LA DIRECTRICE générale de l’Ordre des pharmaciens du Québec, Manon Lambert, est « très préoccupée ». Le « bureau de syndic » travaille sur le dossier. Un dossier que vient tout juste d’alimenter le Conseil de protection des malades, par le biais d’un mémoire rendu public mercredi : « La pharmacie au Québec : une profession sous influence ». Le document pointe des pratiques très limites. Comme le fait que « la vente d’une pharmacie doit se faire avec son partenaire d’affaires », et « en cas de mésentente, la valeur de l’achalandage peut être réduite à zéro ». Le mémoire affirme qu’un « pharmacien désobéissant peut voir sa pharmacie confisquée pour une bouchée de pain ». Les grossistes proposent une aide en numéraires pour ouvrir une nouvelle pharmacie, ce qui lie alors le pharmacien au grossiste pendant de longues années.
Selon l’enquête, les entraves à la liberté du pharmacien peuvent aller loin. Dans certains cas, le pharmacien ne serait pas autorisé à effectuer une dépense en immobilisation supérieure à 500 dollars sans l’autorisation de son grossiste. De façon plus classique, certains contrats d’exclusivité imposent de choisir au moins 90 % des médicaments parmi des listes préférentielles. Largement repris dans la presse québécoise, le sujet a déjà fait l’objet d’enquêtes. « TVA Nouvelles Montréal » n’hésite pas à montrer du doigt certains acteurs, tels le distributeur McKesson Canada, propriétaire des bannières Uniprix et Proxim, qui prévoient des accords de conformité avec les pharmaciens sur des listes préférentielles qui imposent notamment Sivem, la marque maison de génériques. Ce type d’ententes permet des économies d’échelle non négligeables pour tous les acteurs, sauf pour l’assurance-maladie québécoise (RNAQ) et le patient, pour qui le prix final reste le même. C’est pourquoi des représentants d’usagers sont de plus en plus nombreux à réclamer que ces économies profitent à la collectivité et non aux seuls groupes pharmaceutiques. D’après les informateurs de « TVA Nouvelles Montréal », l’économie de ces achats groupés pour les génériques serait de 550 millions de dollars canadiens.
Défi difficile.
Face à ces dérives, l’Ordre des pharmaciens du Québec réaffirme que l’officine doit rester indépendante et appelle à revenir au simple « concept de pharmacien propriétaire ». À moins que la province du Québec n’impose, comme l’a fait l’Ontario, l’interdiction de certains contrats. Mais le ministre de la Santé, Gaétan Barrette, a déjà répondu par la négative, tout en blâmant les pharmaciens qui signent ces contrats, contre toute déontologie : « La question relève de l’Ordre des pharmaciens, qui interdit l’obtention d’avantages, comme du financement pour se lancer en affaires. » Un défi difficile car ces contrats, signés de plein gré par les officinaux, leur font miroiter des primes d’encouragement et autres avantages liés à l’exclusivité. « Le grossiste, qui est l’intermédiaire et ne devrait pas être celui qui touche beaucoup d’argent dans le système, est probablement celui qui en fait le plus. C’est difficile pour un pharmacien seul de résister à ces gros joueurs-là », souligne Manon Lambert.

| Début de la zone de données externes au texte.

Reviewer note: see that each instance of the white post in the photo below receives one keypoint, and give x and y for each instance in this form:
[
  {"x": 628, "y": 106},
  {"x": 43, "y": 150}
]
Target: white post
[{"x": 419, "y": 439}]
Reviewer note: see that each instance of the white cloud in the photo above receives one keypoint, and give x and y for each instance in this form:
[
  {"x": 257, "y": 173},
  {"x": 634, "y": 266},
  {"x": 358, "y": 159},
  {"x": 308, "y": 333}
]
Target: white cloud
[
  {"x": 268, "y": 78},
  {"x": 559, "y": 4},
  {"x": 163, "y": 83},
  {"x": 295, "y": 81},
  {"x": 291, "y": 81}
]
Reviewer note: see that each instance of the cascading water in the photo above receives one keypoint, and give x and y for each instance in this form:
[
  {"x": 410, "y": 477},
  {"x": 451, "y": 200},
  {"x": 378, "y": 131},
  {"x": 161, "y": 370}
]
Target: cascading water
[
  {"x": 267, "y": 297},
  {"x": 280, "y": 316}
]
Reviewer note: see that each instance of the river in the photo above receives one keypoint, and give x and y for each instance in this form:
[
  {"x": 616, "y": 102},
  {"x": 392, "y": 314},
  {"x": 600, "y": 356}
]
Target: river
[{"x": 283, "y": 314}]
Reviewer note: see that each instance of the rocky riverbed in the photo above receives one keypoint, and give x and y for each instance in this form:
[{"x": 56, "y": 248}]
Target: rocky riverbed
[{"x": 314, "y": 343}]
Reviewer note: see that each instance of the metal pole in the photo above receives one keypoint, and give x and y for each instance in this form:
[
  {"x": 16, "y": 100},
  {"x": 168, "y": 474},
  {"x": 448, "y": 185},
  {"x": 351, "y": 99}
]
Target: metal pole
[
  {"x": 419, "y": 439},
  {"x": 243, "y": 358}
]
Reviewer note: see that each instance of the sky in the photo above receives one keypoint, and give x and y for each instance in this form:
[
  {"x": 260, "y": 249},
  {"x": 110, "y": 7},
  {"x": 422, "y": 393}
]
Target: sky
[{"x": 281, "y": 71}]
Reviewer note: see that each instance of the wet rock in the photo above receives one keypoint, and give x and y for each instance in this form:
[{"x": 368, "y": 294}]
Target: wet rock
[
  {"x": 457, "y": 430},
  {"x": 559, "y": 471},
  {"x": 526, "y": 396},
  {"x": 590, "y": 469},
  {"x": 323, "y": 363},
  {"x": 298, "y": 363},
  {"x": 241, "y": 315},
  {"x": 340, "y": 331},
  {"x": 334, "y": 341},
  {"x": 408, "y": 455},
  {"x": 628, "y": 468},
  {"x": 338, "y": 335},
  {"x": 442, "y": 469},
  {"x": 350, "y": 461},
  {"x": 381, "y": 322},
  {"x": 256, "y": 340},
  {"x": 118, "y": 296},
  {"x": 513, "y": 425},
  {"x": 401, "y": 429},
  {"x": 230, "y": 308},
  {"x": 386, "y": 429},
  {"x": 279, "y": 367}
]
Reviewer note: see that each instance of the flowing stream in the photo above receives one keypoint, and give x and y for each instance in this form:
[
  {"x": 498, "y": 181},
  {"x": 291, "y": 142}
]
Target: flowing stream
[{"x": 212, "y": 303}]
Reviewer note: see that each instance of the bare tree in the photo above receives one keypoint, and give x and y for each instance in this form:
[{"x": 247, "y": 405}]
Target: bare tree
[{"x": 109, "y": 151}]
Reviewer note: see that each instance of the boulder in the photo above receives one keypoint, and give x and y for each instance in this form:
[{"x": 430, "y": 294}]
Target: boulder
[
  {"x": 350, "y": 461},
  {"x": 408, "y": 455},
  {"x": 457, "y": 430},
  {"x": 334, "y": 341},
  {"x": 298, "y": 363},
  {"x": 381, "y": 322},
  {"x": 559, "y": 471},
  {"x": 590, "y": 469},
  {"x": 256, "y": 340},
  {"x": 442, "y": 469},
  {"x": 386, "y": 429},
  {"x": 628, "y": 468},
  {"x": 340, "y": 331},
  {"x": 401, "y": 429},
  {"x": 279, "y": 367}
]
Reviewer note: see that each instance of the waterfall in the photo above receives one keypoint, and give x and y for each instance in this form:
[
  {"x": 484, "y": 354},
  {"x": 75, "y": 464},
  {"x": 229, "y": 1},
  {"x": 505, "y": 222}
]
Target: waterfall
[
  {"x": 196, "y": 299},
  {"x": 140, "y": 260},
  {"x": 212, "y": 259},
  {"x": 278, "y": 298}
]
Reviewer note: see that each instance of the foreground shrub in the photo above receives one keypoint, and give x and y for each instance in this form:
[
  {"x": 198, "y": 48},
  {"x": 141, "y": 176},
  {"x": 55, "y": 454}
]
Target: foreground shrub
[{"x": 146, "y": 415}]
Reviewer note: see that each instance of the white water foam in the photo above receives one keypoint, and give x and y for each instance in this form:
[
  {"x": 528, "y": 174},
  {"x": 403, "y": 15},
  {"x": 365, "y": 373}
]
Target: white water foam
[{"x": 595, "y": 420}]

Le Conseil de la protection des malades prône la mise en place de limites. Le président, Paul Brunet, détaille : « Dans une franchise, vous êtes obligé de faire les choses comme on vous les indique, cela peut aller jusqu’à inscrire dans le contrat le salaire qui vous sera versé dans votre propre pharmacie. Cela implique que vous demeurez propriétaire de votre pharmacie, parce qu’on découvre des cas de contrats qui font signer un bail sur l’immeuble que vous avez acheté. » Des pratiques qui affectent le droit de propriété, la liberté et donc l’indépendance des officinaux signataires. « Le pharmacien est le seul professionnel de santé encore accessible au patient, on aimerait qu’il reste le plus indépendant possible, qu’il soigne aux meilleurs tarifs », ajoute Paul Brunet, qui rappelle que des négociations sont en cours avec les pouvoirs publics pour revenir sur la coupe annoncée de 177 millions de dollars sur le dos de pharmaciens. Si ces coupes budgétaires se confirment, certains experts prédisent la fermeture d’une pharmacie sur quatre au Québec. Un autre sujet de forte préoccupation.